XVII— А, каково? — сказала Марья Павловна. — Влюблен, совсем влюблен. Вот уж чего никогда не ожидала бы, чтобы Владимир Симонсон влюбился таким самым глупым, мальчишеским влюблением. Удивительно и, по правде скажу, огорчительно, — заключила она, вздохнув.
— Но она, Катя? Как, вы думаете, относится она к этому? — спросил Нехлюдов.
— Она? — Марья Павловна остановилась, очевидно желая как можно точнее ответить на вопрос. — Она? Видите ли, она, несмотря на ее прошедшее, по природе одна из самых нравственных натур… и так тонко чувствует… Она любит вас, хорошо любит, и счастлива тем, что может сделать вам хоть то отрицательное добро, чтобы не запутать вас собой. Для нее замужество с вами было бы страшным падением, хуже всего прежнего, и потому она никогда не согласится на это. А между тем ваше присутствие тревожит ее.
— Так что же, исчезнуть мне? — сказал Нехлюдов.
Марья Павловна улыбнулась своей милой детской улыбкой.
— Да, отчасти.
— Как же исчезнуть отчасти?
— Я соврала; но про нее-то я хотела вам сказать, что, вероятно, она видит нелепость его какой-то восторженной любви (он ничего не говорил ей), и польщена ею, и боится ее. Вы знаете, я не компетентна в этих делах, но мне кажется, что с его стороны самое обыкновенное мужское чувство, хотя и замаскированное. Он говорит, что эта любовь возвышает в нем энергию и что эта любовь платоническая. Но я-то знаю, что если это исключительная любовь, то в основе ее лежит непременно все-таки гадость… Как у Новодворова с Любочкой.

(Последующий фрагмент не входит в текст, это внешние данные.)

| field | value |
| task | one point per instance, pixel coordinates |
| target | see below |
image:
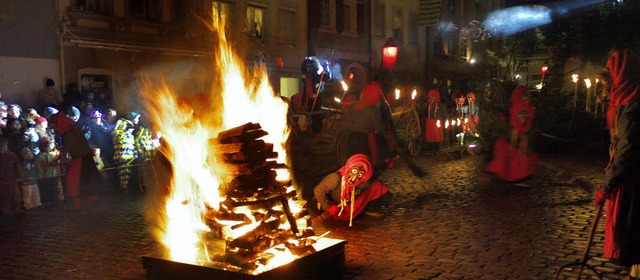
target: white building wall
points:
(21, 78)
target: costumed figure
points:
(82, 176)
(346, 193)
(315, 74)
(434, 126)
(471, 114)
(621, 189)
(455, 123)
(371, 122)
(512, 161)
(124, 155)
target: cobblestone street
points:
(450, 224)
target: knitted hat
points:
(134, 115)
(40, 120)
(12, 106)
(73, 112)
(95, 114)
(50, 111)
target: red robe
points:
(622, 228)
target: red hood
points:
(371, 95)
(357, 159)
(623, 69)
(434, 93)
(624, 77)
(516, 94)
(62, 123)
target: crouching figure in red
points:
(512, 162)
(621, 189)
(347, 193)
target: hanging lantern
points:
(389, 53)
(544, 70)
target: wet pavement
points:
(452, 223)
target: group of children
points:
(35, 166)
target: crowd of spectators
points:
(35, 164)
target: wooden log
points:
(256, 237)
(252, 135)
(228, 135)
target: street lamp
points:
(574, 77)
(389, 53)
(543, 70)
(587, 82)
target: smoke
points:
(336, 70)
(516, 19)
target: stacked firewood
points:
(252, 185)
(251, 163)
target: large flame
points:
(189, 124)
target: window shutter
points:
(314, 7)
(339, 15)
(360, 19)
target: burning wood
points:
(257, 204)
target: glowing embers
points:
(261, 221)
(326, 262)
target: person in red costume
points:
(621, 189)
(81, 171)
(434, 125)
(346, 193)
(372, 116)
(512, 162)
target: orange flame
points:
(189, 124)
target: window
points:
(145, 9)
(413, 28)
(222, 10)
(255, 21)
(325, 13)
(96, 6)
(287, 24)
(397, 25)
(349, 18)
(379, 20)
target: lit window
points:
(255, 20)
(379, 22)
(287, 24)
(397, 25)
(413, 28)
(222, 10)
(325, 13)
(349, 17)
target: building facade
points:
(339, 32)
(399, 21)
(29, 52)
(107, 46)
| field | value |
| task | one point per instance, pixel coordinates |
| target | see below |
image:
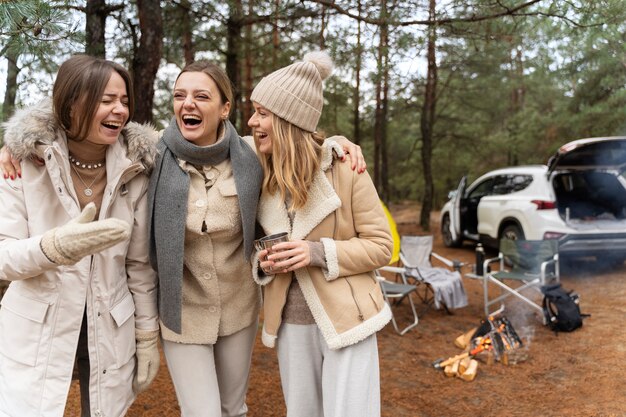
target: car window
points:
(519, 182)
(511, 183)
(500, 185)
(481, 190)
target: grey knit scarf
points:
(167, 204)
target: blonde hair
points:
(295, 158)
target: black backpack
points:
(561, 309)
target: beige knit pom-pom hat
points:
(294, 93)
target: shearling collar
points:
(34, 126)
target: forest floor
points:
(567, 374)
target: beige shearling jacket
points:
(219, 296)
(42, 310)
(344, 213)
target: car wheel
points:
(446, 234)
(513, 232)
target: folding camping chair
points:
(524, 265)
(437, 286)
(394, 293)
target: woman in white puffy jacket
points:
(73, 244)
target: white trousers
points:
(212, 380)
(319, 382)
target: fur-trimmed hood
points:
(34, 126)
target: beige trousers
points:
(319, 382)
(212, 380)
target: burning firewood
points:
(496, 336)
(470, 372)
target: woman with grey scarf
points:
(203, 198)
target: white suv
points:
(579, 198)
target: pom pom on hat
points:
(294, 93)
(322, 62)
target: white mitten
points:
(148, 359)
(68, 244)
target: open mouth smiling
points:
(191, 120)
(112, 125)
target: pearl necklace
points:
(94, 165)
(87, 191)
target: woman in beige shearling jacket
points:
(322, 302)
(115, 288)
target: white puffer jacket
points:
(42, 310)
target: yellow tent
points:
(395, 256)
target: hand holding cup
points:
(289, 256)
(265, 245)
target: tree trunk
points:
(187, 29)
(147, 57)
(380, 117)
(11, 85)
(427, 122)
(275, 35)
(233, 40)
(248, 78)
(357, 89)
(96, 13)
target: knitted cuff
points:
(48, 247)
(145, 335)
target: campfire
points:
(495, 336)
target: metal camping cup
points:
(268, 241)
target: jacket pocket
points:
(21, 326)
(123, 314)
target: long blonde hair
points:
(290, 168)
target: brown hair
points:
(295, 158)
(78, 90)
(217, 74)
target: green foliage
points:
(510, 90)
(34, 26)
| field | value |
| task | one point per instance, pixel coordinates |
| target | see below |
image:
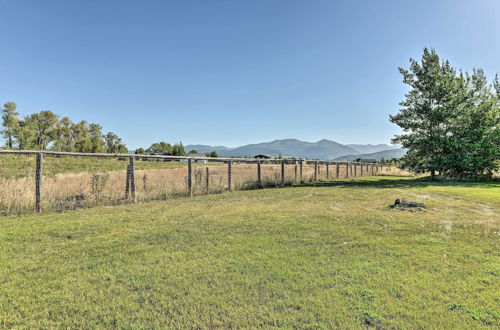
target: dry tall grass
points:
(65, 191)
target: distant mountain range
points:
(385, 154)
(323, 149)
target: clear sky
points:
(233, 72)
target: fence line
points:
(281, 179)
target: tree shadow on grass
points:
(398, 183)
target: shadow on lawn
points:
(399, 183)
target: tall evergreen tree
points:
(449, 120)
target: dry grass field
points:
(317, 256)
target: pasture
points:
(321, 255)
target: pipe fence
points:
(125, 178)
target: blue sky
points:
(233, 72)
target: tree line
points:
(44, 130)
(450, 119)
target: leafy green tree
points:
(10, 123)
(81, 137)
(64, 140)
(450, 121)
(160, 147)
(44, 125)
(97, 142)
(114, 144)
(178, 150)
(24, 135)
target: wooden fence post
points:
(282, 172)
(38, 183)
(300, 170)
(259, 174)
(229, 175)
(132, 180)
(207, 180)
(190, 177)
(127, 183)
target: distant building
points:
(263, 157)
(202, 161)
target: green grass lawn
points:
(327, 256)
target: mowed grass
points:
(327, 256)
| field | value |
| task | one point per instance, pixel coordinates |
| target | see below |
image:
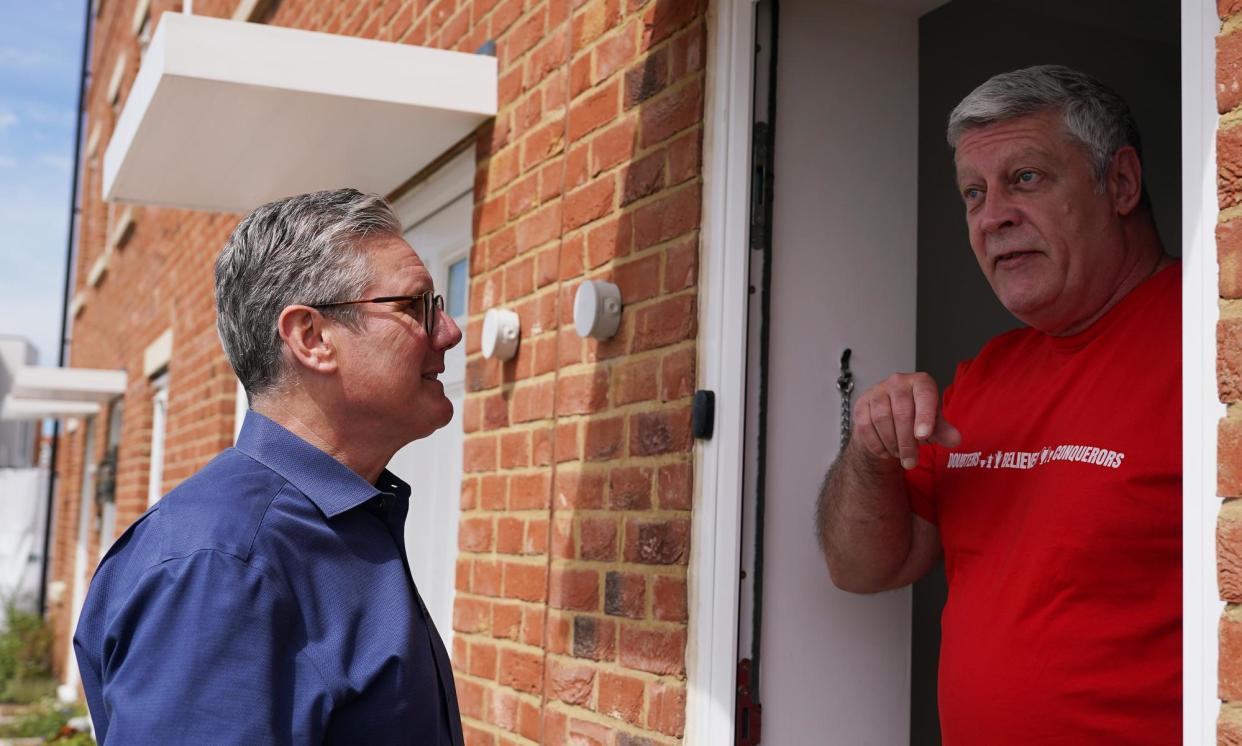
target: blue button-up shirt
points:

Марья Павловна отвлеклась от вопроса, разговорившись на свою любимую тему.
— Но что же мне делать? — спросил Нехлюдов.
— Я думаю, что надо вам сказать ей. Всегда лучше, чтобы было все ясно. Поговорите с ней, я позову ее. Хотите? — сказала Марья Павловна.

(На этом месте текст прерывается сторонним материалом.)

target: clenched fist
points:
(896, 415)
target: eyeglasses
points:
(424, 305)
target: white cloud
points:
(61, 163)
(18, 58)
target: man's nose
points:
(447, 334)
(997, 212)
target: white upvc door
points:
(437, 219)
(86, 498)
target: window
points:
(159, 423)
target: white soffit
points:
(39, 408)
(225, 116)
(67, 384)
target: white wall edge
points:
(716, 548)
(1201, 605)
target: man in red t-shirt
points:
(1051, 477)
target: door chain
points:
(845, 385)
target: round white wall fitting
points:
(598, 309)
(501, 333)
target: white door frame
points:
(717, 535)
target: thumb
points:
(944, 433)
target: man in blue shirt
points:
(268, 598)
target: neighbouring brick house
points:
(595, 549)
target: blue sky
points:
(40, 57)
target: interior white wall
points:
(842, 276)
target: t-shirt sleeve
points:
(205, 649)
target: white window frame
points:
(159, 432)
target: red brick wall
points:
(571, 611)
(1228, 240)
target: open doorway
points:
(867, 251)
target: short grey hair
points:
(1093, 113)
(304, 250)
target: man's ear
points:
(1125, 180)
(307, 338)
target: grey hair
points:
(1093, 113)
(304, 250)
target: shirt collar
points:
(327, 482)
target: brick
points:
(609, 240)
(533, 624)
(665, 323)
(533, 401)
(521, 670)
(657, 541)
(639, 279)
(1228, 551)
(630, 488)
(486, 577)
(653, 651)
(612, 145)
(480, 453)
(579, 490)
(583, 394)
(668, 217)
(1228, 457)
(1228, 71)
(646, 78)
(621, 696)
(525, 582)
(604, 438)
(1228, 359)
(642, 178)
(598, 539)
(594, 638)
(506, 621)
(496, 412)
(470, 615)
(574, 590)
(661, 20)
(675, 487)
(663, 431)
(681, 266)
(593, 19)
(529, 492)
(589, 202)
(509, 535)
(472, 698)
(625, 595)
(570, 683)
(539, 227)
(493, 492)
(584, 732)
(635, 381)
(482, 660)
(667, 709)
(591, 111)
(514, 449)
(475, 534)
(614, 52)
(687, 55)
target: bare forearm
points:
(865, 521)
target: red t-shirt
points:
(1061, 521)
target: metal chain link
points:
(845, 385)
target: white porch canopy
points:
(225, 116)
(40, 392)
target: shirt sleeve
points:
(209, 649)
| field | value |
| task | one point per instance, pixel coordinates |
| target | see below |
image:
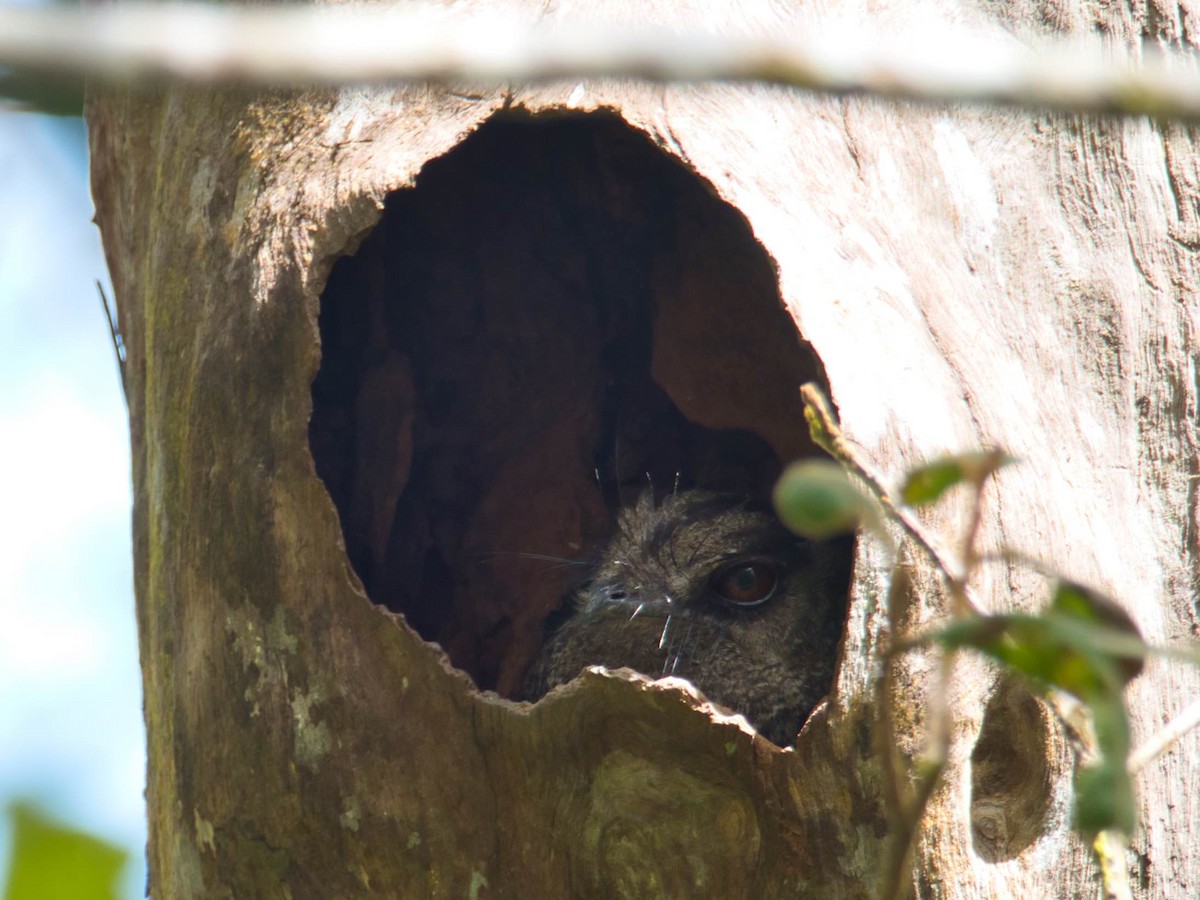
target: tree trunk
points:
(957, 276)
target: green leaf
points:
(53, 861)
(1104, 798)
(927, 483)
(816, 499)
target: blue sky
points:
(70, 689)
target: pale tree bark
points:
(959, 276)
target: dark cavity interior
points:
(557, 317)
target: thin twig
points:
(1168, 735)
(118, 341)
(841, 450)
(304, 46)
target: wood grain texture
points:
(965, 276)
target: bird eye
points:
(747, 583)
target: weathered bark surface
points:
(965, 277)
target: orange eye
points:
(747, 585)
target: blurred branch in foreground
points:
(306, 46)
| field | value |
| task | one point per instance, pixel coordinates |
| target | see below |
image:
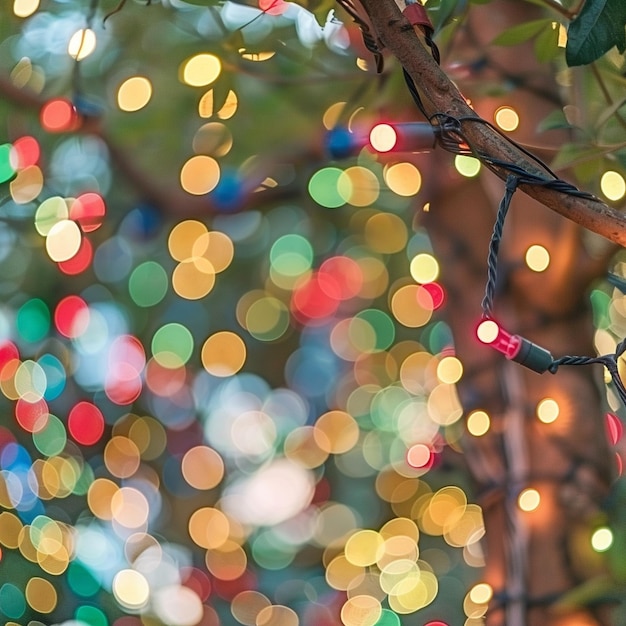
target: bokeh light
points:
(134, 93)
(529, 499)
(537, 258)
(506, 118)
(201, 70)
(602, 539)
(613, 185)
(466, 165)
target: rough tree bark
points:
(532, 558)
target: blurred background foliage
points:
(227, 388)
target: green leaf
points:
(445, 11)
(521, 33)
(595, 30)
(547, 44)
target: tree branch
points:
(440, 95)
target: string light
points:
(514, 347)
(537, 258)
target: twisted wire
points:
(494, 245)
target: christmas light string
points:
(450, 136)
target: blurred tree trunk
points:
(532, 557)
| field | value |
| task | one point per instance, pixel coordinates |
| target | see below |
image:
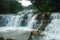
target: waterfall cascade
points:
(52, 31)
(18, 26)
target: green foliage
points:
(47, 5)
(10, 6)
(36, 11)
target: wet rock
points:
(10, 39)
(1, 38)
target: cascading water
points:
(52, 31)
(19, 26)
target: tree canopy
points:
(47, 5)
(11, 6)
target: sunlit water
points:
(52, 31)
(18, 27)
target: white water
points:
(13, 28)
(15, 31)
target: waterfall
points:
(52, 31)
(18, 27)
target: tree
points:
(47, 5)
(11, 6)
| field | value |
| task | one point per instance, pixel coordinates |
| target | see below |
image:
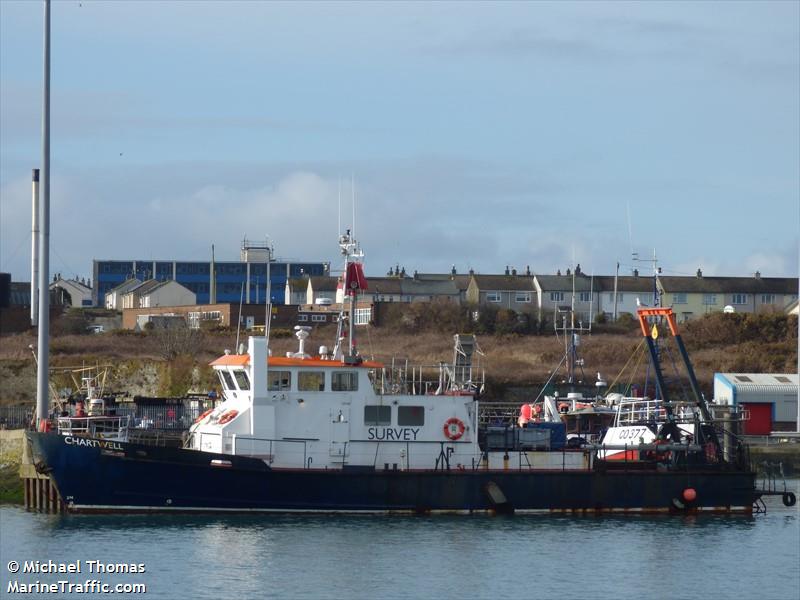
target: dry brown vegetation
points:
(716, 343)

— Пожалуйста, — сказал Нехлюдов, и Марья Павловна вышла.
Странное чувство охватило Нехлюдова, когда он остался один в маленькой камере, слушая тихое дыхание, прерываемое изредка стонами Веры Ефремовны, и гул уголовных, не переставая раздававшийся за двумя дверями.
То, что сказал ему Симонсон, давало ему освобождение от взятого на себя обязательства, которое в минуты слабости казалось ему тяжелым и странным, а между тем ему было что-то не только неприятно, но и больно. В чувстве этом было и то, что предложение Симонсона разрушило исключительность его поступка, уменьшало в глазах своих и чужих людей цену жертвы, которую он приносил: если человек, и такой хороший, ничем не связанный с ней, желал соединить с ней судьбу, то его жертва уже не была так значительна. Было тоже, может быть, простое чувство ревности: он так привык к ее любви к себе, что не мог допустить, чтобы она могла полюбить другого. Было тут и разрушение раз составленного плана — жить при ней, пока она будет отбывать наказание. Если бы она вышла за Симонсона, присутствие его становилось ненужно, и ему нужно было составлять новый план жизни. Он не успел разобраться в своих чувствах, как в отворенную дверь ворвался усиленный звук гула уголовных (у них нынче было что-то особенное), и в камеру вошла Катюша.